Después de un poco más de diez años de ausencia, vuelve la gitana Carmen, en la espectacular música de Georges Bizet, a las tablas caraqueñas de ópera. En versión de concierto, suerte de preview, de lo que será el espectáculo que musicalmente estará bajo la responsabilidad de Gustavo Dudamel, en la Scala de Milán, al cabo de unos meses.
Carmen es la ópera más parecida a una fiesta que existe. El colorido y atractivo de su música, los pasajes de baile, los corales, la seducción de sus arias, la eficacia de su libreto y la dimensión atávica de sus personajes justifican su permanencia y absoluta juventud en el repertorio. Con multiplicidad de interpretaciones a través de los años, Carmen se levanta también como una de las obras más difíciles de representar, por el elusivo carácter de su protagonista, verdadero enigma dramático, que oscila entre la mujer libre, soberana de su sexo y la inconsistente casquivana que salta de hombre en hombre, destruyéndolos, mientras en medio hay miles de lecturas posibles y polémicas. Con el paso de los años, he ido asumiendo que hay en la ópera un planteamiento de batalla ancestral entre sexos, de intento de dominación de cada uno sobre el otro, con las armas a su alcance: seducción, sexo, provocación, de parte de Carmen, y manipulación, violencia y celos, de parte de Don José. El resultado es la perdición de ambos personajes, que en la concisión de los diálogos de la impar escena final alcanza absoluta expresión y profundidad.
Por el talante festivo, multicolor y brillante de su música, la ópera de Bizet parece venir como anillo al dedo al estilo extrovertido, acústicamente inquieto de Dudamel, pero es notorio que aún no ha internalizado bien la partitura (en su descargo tiene la colosal actividad desplegada en el último mes en nuestra capital), por lo tanto no percibimos aún su sello personal, ni su atención a pasajes dramáticos indispensables, donde la protagonista es la orquesta (Final del preludio, la escena donde ella le lanza la flor a José, luego de la Habanera, la eruptiva Canción gitana, el gran concertante del fin del Acto II, y casi todo el dúo final, con el contraste entre querella amorosa y faena de Escamillo, todos muy genéricos y planos). Hubo buen balance entre orquesta y voces y acompañamientos cómplices, pero nada cercano a una lectura de colores propios.

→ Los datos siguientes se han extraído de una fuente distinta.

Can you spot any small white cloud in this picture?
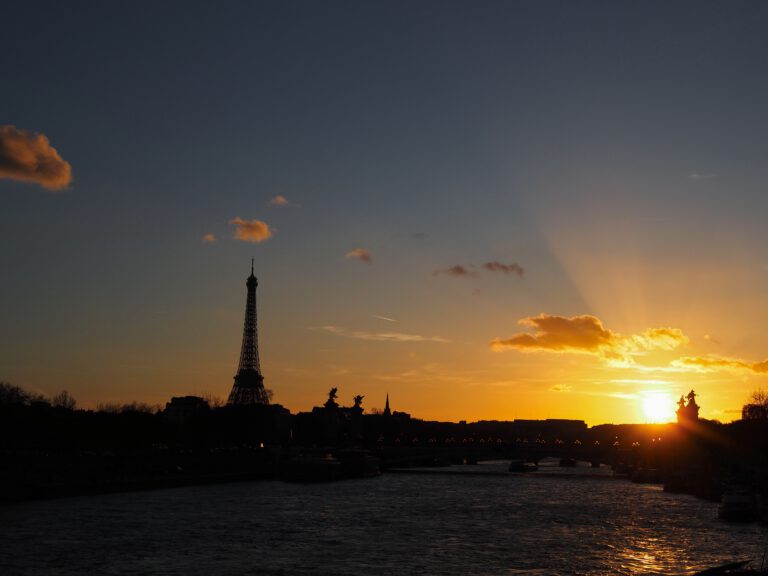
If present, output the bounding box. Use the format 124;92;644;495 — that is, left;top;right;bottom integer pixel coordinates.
344;248;373;264
229;217;272;244
268;194;300;208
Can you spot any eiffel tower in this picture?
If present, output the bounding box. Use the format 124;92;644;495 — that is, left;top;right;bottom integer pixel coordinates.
227;259;269;406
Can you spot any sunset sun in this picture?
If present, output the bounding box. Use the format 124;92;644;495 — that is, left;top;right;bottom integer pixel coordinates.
643;392;675;423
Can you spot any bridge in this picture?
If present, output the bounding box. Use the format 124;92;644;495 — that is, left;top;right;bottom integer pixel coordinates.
377;442;638;466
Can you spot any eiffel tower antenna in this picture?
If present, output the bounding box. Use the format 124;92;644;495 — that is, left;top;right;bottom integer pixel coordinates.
227;258;269;406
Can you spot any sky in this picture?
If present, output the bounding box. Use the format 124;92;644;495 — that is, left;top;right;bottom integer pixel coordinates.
0;0;768;424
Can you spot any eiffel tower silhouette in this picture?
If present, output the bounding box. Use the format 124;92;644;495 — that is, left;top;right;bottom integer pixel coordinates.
227;259;269;406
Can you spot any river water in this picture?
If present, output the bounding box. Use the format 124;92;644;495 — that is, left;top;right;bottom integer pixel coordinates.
0;464;768;576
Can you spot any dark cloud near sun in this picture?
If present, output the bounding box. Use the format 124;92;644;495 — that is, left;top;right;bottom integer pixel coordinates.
0;126;72;191
490;314;689;362
483;260;525;278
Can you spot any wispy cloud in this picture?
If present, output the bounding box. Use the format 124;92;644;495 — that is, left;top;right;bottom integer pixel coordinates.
688;172;717;180
671;355;768;374
490;314;689;365
229;217;272;244
483;260;525;278
344;248;373;264
432;264;475;277
268;194;300;208
0;126;72;190
432;260;525;278
549;384;571;392
311;325;448;342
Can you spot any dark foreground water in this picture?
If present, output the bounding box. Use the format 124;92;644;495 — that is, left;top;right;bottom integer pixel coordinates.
0;467;768;576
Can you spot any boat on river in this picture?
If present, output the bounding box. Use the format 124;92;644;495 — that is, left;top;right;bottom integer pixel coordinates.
717;488;757;522
509;460;539;472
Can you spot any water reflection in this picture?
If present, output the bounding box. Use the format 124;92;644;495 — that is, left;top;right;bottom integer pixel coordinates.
0;474;768;576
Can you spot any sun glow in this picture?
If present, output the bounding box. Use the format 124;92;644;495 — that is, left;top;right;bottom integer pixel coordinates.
643;392;675;423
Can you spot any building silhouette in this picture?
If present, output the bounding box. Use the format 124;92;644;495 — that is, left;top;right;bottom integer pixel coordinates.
227;260;269;406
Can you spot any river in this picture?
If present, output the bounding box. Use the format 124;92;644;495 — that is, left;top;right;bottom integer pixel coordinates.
0;464;768;576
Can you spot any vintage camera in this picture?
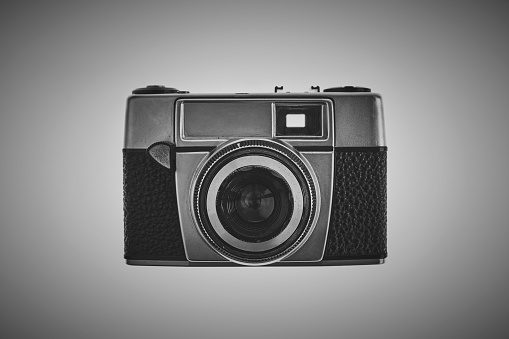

El homogéneo plantel de voces ostenta su principal filón: el de la frescura y la juventud. Es esa su mayor virtud y su talón de Aquiles. Pues en todos observamos la huella de un work in progress: todos están en proceso de apoderarse de sus roles, pero aún no lo consiguen del todo. Hermosa y sensual en escena, la Carmen de Natascha Petrinsky, posee una voz de mezzosoprano como las de ahora, es decir excesivamente fabricada, de emisión poco natural, con lo cual carece de la voluptuosidad en las notas graves que Carmen y otros roles requieren. En ella son sobre todo cautelosas, como casi toda su prestación. Lance Ryan perfila un Don José un poco flojo y lineal, con un metal de voz adecuado para el rol, pero de timbre un tanto ingrato. Sus notas agudas son poderosas, pero aún le falta dominio de los matices de intensidad sobre todo aquellos que distinguen el falsete de la mezza voce. Alexia Voulgaridou exhibe un hermoso timbre de soprano lírica, y cantó un bello dúo con José en el Acto II, pero se transformó en una cantante cansada y limitada en su preciosa aria del Acto III. De bello instrumento el Escamillo de Alexander Vinogradov, aunque un punto nasal de emisión. Fue el más consistente de los protagonistas. Muy robustos vocal y musicalmente los comprimarios Tara Venditti (Frasquita), Francois Lis (Zuñiga), Mathias Hausmann (Morales) y Francis Dudziak (Dancairo), ante quienes nuestros Mariana Ortiz (Mercedes) e Idwer Alvarez (Remendado) hicieron digno papel.
Eficaces, sin un brillo especial, los coros de la Camerata Barroca, el Coro Sinfónico Nacional Juvenil y los Niños Cantores de Venezuela.